They Committed a Whole Bunch of Grand Theft Auto and Carjackings, Too
If someone made a movie making heroes out of characters from the Grand Theft Auto series, you’d either scowl with contempt or laugh at the absurdity of it all. Yet that is exactly what the 1967 Arthur Penn movie did with Bonnie, Clyde and the rest of the Barrow Gang.
How so? In reality, Clyde was not a slick bank robber but an inveterate car thief and joy rider going back to his days as a juvenile delinquent. Carjacking and grand theft auto were so in his blood that it was these skills that helped him survive on the run for so long. During his and Bonnie’s almost two-year crime spree, the Barrow Gang stole a ridiculous number of cars, sometimes as many as two a week when police were hot on their trail. The theft had nothing to do with wanting to own them; it was a tactic that Clyde and the others used to evade authorities.
Besides evading the police, Clyde also needed to find cars with high speeds and the type of handling that could allow him to turn on a dime if approached by anyone suspicious. So, when one stolen car proved inconvenient, he would try to steal a different one that better suited him. The best car for this was the Ford V8, which he stole regularly, and his love of them was enough to where either he–or someone on behalf of him as a joke–wrote a letter thanking Henry Ford for having produced such a great vehicle.
A cartoon published in a Dallas newspaper, The Dallas Journal, also found Clyde’s carjacking skills funny, as shown in this cartoon. It depicted a sheriff trying to catch the Barrow gang, but less in a game of cat and mouse than Whack-A-Mole.

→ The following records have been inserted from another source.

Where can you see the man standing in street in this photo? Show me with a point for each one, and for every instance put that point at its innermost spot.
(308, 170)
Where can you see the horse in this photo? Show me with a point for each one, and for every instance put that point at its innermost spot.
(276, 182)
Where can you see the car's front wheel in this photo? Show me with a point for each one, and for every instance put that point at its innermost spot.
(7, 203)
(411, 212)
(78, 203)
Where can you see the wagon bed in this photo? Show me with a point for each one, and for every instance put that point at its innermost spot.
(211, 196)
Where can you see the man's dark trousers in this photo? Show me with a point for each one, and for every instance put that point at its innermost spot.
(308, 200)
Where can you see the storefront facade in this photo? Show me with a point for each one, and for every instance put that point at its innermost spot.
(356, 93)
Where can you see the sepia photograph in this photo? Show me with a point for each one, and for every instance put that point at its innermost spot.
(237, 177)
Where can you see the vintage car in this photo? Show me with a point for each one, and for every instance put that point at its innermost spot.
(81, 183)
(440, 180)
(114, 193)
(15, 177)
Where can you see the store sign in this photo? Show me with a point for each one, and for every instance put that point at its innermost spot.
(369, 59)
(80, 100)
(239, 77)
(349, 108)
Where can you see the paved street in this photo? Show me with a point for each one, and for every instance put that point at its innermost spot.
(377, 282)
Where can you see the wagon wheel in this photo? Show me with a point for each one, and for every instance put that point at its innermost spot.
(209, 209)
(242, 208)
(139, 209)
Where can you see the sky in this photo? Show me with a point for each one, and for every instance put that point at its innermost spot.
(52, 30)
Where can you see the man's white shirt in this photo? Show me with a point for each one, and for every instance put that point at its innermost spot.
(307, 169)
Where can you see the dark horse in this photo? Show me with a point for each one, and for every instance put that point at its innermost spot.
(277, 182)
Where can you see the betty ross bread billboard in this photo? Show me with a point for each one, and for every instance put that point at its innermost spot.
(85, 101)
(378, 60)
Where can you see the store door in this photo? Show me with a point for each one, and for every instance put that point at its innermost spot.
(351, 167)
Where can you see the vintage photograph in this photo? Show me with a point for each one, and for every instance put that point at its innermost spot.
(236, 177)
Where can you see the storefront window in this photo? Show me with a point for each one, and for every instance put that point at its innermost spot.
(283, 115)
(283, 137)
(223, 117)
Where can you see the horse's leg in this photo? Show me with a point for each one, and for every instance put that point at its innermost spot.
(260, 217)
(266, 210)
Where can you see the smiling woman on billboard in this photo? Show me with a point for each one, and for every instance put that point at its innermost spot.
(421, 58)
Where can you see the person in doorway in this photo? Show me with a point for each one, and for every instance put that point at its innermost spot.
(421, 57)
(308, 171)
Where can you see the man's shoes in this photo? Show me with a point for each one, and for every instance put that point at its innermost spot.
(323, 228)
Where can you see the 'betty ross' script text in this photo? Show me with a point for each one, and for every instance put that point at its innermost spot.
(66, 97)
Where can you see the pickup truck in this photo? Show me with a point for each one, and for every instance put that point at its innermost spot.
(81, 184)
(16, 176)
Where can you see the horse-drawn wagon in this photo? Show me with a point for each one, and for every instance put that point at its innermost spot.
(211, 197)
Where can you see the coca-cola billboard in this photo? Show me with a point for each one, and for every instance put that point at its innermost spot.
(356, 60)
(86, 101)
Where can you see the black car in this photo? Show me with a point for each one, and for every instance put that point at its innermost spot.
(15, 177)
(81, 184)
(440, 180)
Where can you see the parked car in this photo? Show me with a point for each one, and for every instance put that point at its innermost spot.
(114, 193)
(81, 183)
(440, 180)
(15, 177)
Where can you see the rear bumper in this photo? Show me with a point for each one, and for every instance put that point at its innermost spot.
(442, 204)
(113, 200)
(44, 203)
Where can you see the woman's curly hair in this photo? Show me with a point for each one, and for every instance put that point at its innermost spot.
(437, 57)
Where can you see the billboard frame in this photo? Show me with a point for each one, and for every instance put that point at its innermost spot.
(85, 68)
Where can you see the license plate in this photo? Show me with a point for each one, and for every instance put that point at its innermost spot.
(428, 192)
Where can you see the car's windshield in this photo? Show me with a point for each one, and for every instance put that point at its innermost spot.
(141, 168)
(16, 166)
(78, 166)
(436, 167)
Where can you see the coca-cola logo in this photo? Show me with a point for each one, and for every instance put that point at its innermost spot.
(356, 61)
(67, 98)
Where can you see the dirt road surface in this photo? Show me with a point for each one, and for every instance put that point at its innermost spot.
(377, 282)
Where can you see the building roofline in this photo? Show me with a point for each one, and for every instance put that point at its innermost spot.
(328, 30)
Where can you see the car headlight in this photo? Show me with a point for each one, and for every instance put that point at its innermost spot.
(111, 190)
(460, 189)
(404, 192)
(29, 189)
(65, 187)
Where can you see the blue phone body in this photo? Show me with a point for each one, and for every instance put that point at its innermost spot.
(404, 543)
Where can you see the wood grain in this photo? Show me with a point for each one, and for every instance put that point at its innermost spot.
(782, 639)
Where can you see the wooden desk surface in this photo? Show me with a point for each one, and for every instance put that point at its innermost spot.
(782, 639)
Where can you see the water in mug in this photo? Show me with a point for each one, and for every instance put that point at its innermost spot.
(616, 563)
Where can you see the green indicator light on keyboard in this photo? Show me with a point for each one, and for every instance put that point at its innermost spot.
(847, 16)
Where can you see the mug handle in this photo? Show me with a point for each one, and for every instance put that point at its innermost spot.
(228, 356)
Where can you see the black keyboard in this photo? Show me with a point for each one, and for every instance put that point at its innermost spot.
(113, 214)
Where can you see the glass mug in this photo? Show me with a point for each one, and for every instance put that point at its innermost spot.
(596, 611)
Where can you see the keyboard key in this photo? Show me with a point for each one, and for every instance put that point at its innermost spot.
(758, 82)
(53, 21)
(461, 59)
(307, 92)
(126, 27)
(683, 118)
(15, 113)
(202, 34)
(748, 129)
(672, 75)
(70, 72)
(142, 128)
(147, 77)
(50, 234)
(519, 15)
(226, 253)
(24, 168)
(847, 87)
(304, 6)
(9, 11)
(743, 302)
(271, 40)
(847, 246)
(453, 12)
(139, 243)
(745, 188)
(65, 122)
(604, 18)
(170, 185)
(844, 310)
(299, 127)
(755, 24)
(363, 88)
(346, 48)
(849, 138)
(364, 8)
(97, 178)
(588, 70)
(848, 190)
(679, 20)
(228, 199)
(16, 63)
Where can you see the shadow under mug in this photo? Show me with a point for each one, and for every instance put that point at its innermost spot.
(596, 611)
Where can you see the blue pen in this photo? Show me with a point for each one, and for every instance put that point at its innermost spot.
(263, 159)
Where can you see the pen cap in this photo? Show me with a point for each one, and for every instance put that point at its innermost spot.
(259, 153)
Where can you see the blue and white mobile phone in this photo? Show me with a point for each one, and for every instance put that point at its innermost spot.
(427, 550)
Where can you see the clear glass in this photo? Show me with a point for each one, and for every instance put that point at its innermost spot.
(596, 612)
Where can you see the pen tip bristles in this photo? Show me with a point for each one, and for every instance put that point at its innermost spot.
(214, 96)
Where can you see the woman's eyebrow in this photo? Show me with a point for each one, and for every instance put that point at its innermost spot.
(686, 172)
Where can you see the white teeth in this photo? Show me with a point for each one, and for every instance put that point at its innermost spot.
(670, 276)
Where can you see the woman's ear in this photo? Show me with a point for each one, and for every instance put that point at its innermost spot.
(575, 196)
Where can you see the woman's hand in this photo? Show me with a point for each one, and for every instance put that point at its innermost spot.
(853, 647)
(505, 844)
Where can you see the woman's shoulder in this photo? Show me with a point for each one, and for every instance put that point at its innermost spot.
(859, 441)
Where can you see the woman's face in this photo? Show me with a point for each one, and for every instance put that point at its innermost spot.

As cute and as funny as this may have seemed to some people at the time, the car jackings and countless thefts were no laughing matter to the countless victims of the Barrow Gang. Many victims had their cars stolen at gunpoint, and others were carjacked (taken along for the ride before they were dumped off). Some victims, like Doyle Johnson, were gunned down in cold blood. Of course, you would never know this, going by the Arthur Penn movie. You’re left with the impression that grand theft auto were beneath Bonnie and Clyde, because as stylish bank robbers, they were far too classy and sophisticated to commit something as lowbrow as car theft.
Wow, you touched on everything I dislike about this movie. Great article! The only way I can come close to enjoying this movie is to pretend I’m watching a fictional film whose lead characters happen to be named Bonnie and Clyde.
The only thing I wonder is how much of the blame can be placed on Warren Beatty himself. He was the producer and the star, and from what I’ve read he had just about influence on the tone of the picture as Arthur Penn. A moot point, possibly, but worth mentioning…
In researching this article, I do believe you’re correct about the extent of his influence. I remember reading that the real life Blanche Barrow and some other people were either approached by him personally or were made to understand that he was the one who was behind the entire project.
Fortunately, there were a few people that, when the film was released, saw it for what it was. Chicago Daily News columnist Mike Royko wrote a piece where he used quotes from of some of the pair’s victims to show that they were not heroes in any sense of the word. Also, the Mad Magazine parody ended with Beatty announcing his next picture – a film about another cute, fun-loving couple of the 1930’s: Adolf Hitler and Eva Braun.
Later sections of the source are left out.